Like any polite person would do, our speaker starts off by answering a question. Apparently the question that has been put to her is: "Just what in the wide world of sports are you talking about when you say 'I lost my tongue'?" Trickily, our speaker answers this question with a question of her own.
That question essentially is: "What would you do if you had two tongues in your head and then you lost one of them?" The lost tongue is the "mother tongue" (5) and the one our speaker has left is "the foreign tongue" (7). And then, she continues, let's say that you couldn't really know that foreign tongue, and that you couldn't use them both at the same time—even if you thought that way (both in your native and adopted language). If you had to live somewhere where you could only speak with the foreign tongue, then your mother tongue would "rot and die in your mouth" (13)—ew.

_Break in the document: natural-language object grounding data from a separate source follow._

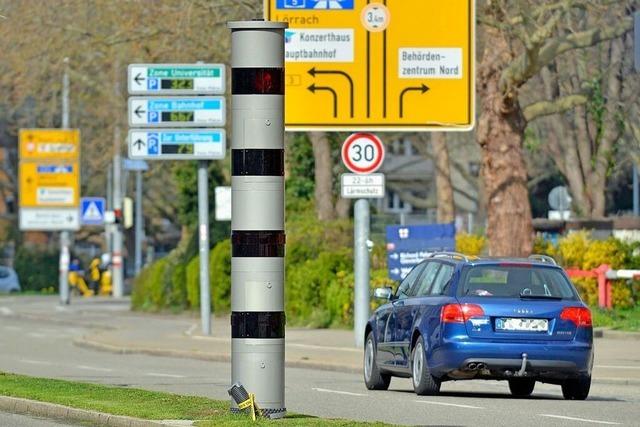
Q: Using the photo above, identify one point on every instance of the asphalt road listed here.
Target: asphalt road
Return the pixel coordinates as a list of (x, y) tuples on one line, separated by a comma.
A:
[(15, 420), (40, 348)]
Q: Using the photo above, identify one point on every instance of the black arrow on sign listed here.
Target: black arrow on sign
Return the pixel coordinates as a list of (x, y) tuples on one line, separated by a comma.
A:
[(138, 111), (422, 89), (313, 73), (313, 89), (138, 78)]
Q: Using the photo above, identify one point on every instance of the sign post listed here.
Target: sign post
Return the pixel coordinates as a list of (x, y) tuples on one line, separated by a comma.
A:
[(364, 66), (169, 133), (363, 154)]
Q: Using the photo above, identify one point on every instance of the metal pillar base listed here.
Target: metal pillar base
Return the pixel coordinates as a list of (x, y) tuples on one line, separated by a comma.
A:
[(272, 414)]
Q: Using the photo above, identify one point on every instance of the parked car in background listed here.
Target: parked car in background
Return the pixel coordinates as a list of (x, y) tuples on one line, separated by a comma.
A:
[(459, 318), (9, 280)]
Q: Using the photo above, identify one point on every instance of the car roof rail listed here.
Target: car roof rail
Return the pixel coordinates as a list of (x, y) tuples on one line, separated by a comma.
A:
[(449, 255), (543, 258)]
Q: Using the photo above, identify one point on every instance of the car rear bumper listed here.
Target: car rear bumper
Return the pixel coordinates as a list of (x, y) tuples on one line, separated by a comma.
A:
[(559, 359)]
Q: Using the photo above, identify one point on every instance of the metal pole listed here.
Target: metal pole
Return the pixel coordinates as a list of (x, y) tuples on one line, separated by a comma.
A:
[(203, 222), (361, 269), (257, 236), (116, 257), (139, 224), (636, 191), (63, 281)]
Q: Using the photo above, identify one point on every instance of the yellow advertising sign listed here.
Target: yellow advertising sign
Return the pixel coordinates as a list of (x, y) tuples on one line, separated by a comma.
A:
[(387, 65), (49, 144), (49, 184)]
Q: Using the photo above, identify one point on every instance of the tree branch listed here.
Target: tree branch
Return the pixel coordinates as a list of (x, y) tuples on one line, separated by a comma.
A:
[(521, 70), (547, 108)]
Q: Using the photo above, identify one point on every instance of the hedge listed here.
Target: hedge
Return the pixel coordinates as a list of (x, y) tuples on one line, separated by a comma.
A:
[(318, 285), (37, 269)]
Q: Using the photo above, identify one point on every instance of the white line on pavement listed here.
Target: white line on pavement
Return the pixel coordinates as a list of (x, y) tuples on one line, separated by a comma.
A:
[(324, 390), (583, 420), (616, 367), (448, 404), (192, 329), (324, 347), (35, 362), (153, 374), (92, 368)]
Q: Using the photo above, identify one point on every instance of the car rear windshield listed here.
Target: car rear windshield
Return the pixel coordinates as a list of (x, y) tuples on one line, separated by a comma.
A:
[(518, 281)]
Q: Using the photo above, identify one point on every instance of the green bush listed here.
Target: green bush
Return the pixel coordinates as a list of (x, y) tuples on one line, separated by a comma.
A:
[(163, 284), (219, 277), (37, 270), (220, 271)]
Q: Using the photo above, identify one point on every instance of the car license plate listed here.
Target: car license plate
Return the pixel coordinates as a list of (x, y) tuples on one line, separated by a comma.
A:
[(515, 324)]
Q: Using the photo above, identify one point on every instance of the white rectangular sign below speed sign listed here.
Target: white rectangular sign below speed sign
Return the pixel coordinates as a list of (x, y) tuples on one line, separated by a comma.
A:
[(356, 186)]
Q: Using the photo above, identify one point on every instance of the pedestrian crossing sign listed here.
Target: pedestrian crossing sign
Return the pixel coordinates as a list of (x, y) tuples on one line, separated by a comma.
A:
[(92, 210)]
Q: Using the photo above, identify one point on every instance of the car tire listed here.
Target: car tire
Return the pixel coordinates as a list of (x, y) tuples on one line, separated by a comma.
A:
[(577, 388), (373, 378), (424, 384), (522, 387)]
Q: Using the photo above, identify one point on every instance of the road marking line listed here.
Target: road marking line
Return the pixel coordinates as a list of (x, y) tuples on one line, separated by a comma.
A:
[(584, 420), (347, 393), (192, 329), (35, 362), (153, 374), (430, 402), (324, 347), (91, 368), (616, 367)]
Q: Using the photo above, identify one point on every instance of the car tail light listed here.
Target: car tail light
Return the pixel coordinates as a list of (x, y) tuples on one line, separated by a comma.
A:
[(580, 316), (460, 313)]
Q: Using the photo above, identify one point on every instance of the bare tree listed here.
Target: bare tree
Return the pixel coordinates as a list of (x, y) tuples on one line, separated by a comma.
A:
[(520, 39)]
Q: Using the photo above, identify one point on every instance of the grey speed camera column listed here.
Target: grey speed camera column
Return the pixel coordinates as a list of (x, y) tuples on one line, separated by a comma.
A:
[(257, 224)]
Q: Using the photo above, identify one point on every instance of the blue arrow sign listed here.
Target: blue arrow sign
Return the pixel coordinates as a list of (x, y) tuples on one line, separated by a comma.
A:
[(177, 144), (408, 245), (315, 4), (92, 210), (177, 111)]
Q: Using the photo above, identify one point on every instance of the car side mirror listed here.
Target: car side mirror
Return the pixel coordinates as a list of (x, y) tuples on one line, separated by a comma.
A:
[(383, 293)]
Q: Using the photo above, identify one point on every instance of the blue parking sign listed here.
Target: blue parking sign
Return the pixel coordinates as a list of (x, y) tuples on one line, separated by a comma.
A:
[(152, 144)]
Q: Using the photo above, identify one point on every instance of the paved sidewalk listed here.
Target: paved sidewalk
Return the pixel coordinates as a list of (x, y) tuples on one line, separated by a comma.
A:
[(116, 329)]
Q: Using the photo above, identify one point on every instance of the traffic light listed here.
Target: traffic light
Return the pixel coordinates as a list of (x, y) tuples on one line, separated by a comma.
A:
[(257, 237)]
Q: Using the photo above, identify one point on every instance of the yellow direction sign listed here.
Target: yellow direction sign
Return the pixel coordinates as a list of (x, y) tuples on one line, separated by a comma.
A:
[(387, 65), (49, 184), (49, 144)]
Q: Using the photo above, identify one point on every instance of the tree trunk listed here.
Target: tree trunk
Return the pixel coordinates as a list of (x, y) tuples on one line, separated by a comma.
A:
[(323, 175), (500, 135), (446, 207)]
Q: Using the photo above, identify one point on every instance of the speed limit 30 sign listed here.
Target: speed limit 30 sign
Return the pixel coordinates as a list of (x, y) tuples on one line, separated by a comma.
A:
[(363, 153)]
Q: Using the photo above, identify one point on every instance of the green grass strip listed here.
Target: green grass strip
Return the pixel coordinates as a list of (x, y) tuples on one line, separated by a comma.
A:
[(150, 405)]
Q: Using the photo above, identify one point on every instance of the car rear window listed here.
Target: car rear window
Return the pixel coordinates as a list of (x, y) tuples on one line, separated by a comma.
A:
[(507, 280)]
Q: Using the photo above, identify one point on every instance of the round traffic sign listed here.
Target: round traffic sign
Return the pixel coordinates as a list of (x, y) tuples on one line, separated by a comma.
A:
[(362, 153)]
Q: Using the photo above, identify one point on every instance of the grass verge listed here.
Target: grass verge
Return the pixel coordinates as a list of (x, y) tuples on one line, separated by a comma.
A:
[(624, 320), (150, 405)]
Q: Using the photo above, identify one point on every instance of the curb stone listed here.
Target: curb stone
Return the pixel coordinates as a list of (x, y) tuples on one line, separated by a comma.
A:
[(17, 405), (94, 345)]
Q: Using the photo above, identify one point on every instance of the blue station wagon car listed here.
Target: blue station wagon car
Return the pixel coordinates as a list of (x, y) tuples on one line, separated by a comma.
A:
[(460, 318)]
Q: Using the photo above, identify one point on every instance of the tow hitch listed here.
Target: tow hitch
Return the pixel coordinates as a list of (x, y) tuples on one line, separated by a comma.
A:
[(523, 367)]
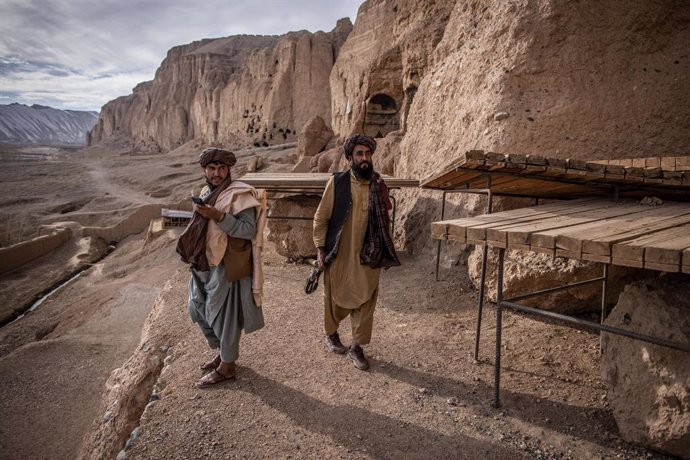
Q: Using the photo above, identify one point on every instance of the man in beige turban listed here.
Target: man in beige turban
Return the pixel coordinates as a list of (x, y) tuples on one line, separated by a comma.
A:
[(222, 244)]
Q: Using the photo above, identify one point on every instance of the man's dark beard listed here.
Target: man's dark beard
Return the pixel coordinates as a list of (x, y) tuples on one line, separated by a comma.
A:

At least, this is what our speaker thought happened to her—until she had a dream. And then—boy howdy—the poem takes a sharp left turn. We move from the middle of this thought into a section of Gujrati writing (Gujarat is a state in northwest India). After each line, we get a helpful line in parenthesis of how to pronounce those Gujrati words.
Then, after this section concludes, we get the English translation of the Gujrati section. It picks up right where the last line in English left off, explaining that the mother tongue grows back while the speaker dreams. She describes the new tongue like a plant, choking off the foreign tongue and then starting to bud in the speaker's mouth.
This sounds pretty unnerving, but the speaker doesn't seem to mind. She tells us that, every time she thinks she's forgotten her mother tongue, it comes blooming out of her mouth. And with that, our speaker is done speaking.